Epilogue

en Years Later

“Damn it, Ryan, give me that wrench,” Maverick said, watching his three-year-old son running away with the tool he’d put down for a moment.

He glanced around the garage and Freya was due back from the store in ten minutes.

Kasey, their eldest, had her head in a book. At ten years old, it felt like she was going on thirty. She was so damn smart already.

Then there was Benjamin, who was playing with his toy water guns, aiming at targets. He wanted a gun like his Grandpa Elliot, and to become a hunter.

Lilly, their next child, was in dungarees, covered in oil, as she insisted on being exactly like her father.

Then of course there was Ryan, who Lilly was chasing after. He didn’t just have four kids. Nope, it would seem when it came to Freya, he couldn’t keep his hands off her, and she had their twins with her at the store.

He heard the truck pulling into the driveway. She’d left him alone with their kids, and they were running amok. Crap. She didn’t need this now, seeing as she was already pregnant again.

Freya climbed out of the car, as did his twins, Marcus and Susan, and they came running to him.

His wife, being the woman in charge, gave a whistle, and just like that, their children stopped.

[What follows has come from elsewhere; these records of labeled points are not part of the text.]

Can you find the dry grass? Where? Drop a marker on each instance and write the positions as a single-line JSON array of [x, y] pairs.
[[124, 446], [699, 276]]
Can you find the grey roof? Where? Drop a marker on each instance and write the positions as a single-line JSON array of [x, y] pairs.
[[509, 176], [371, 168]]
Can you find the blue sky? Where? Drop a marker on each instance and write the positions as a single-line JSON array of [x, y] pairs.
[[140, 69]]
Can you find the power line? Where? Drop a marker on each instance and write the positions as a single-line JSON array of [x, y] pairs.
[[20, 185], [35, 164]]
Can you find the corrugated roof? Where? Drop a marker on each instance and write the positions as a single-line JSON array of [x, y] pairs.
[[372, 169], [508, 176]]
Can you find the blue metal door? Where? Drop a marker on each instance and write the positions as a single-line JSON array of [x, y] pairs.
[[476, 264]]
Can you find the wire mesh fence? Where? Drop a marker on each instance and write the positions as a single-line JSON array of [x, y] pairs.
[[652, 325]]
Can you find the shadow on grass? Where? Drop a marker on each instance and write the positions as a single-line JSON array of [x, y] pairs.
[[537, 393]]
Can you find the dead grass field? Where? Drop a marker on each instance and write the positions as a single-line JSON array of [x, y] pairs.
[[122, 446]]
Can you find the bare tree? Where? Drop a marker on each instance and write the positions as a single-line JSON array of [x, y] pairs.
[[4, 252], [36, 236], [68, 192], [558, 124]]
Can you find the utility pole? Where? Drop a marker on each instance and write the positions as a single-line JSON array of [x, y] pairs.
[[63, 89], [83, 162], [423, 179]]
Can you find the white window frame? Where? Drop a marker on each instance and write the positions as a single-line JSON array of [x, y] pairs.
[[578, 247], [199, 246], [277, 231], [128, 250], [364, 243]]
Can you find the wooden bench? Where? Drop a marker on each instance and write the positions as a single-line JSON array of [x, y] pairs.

They turned to look toward their mother, and she went around to the back of the truck.

“Come on, you’re all going to want to be fed tonight, help me with the food!”

Not one argument. One by one, they all lined up, kissing their mother’s cheek, and taking a bag. Ryan even gave her the wrench, and she gave him a bag, and they all took the bags up to the house.

Maverick was the only one left, and she held out the wrench for him.

“You’re a genius,” he said. “I don’t know how you do it.”

Freya laughed. “I have a good mom.”

He laughed.

Tilly Parker was always there whenever they needed her. When one of the kids wouldn’t sleep at night, they called her, and she turned up at three in the morning to help out.

He loved Tilly Parker.

Not like he loved his wife.

Freya’s parents had become his parents, and they helped him to feel like one of the family.

“Now, let’s go and eat,” Freya said.

Maverick pulled her in close, kissing her lips. “I missed you.”

“I missed you too.”

“Have I told you today how much I love you?” he asked.

The smile on her face lit up his whole world.

“Yeah, you have, but I never get tired of hearing it.”

“Well, Freya Lavin, I do love you, and you have made me the happiest man in the world.”

“A morning with the kids, and you realize how good I am?”

He snorted. “No, I know how good you are, I’m just lucky I got you when I did.”

“You, Mr. Lavin, say all the right things.”

And with that, she put her hands on his chest and leaned in to kiss him. This was what luck felt like. This was what life was about, and Maverick knew he was lucky to have a wife, children, and above all, a family.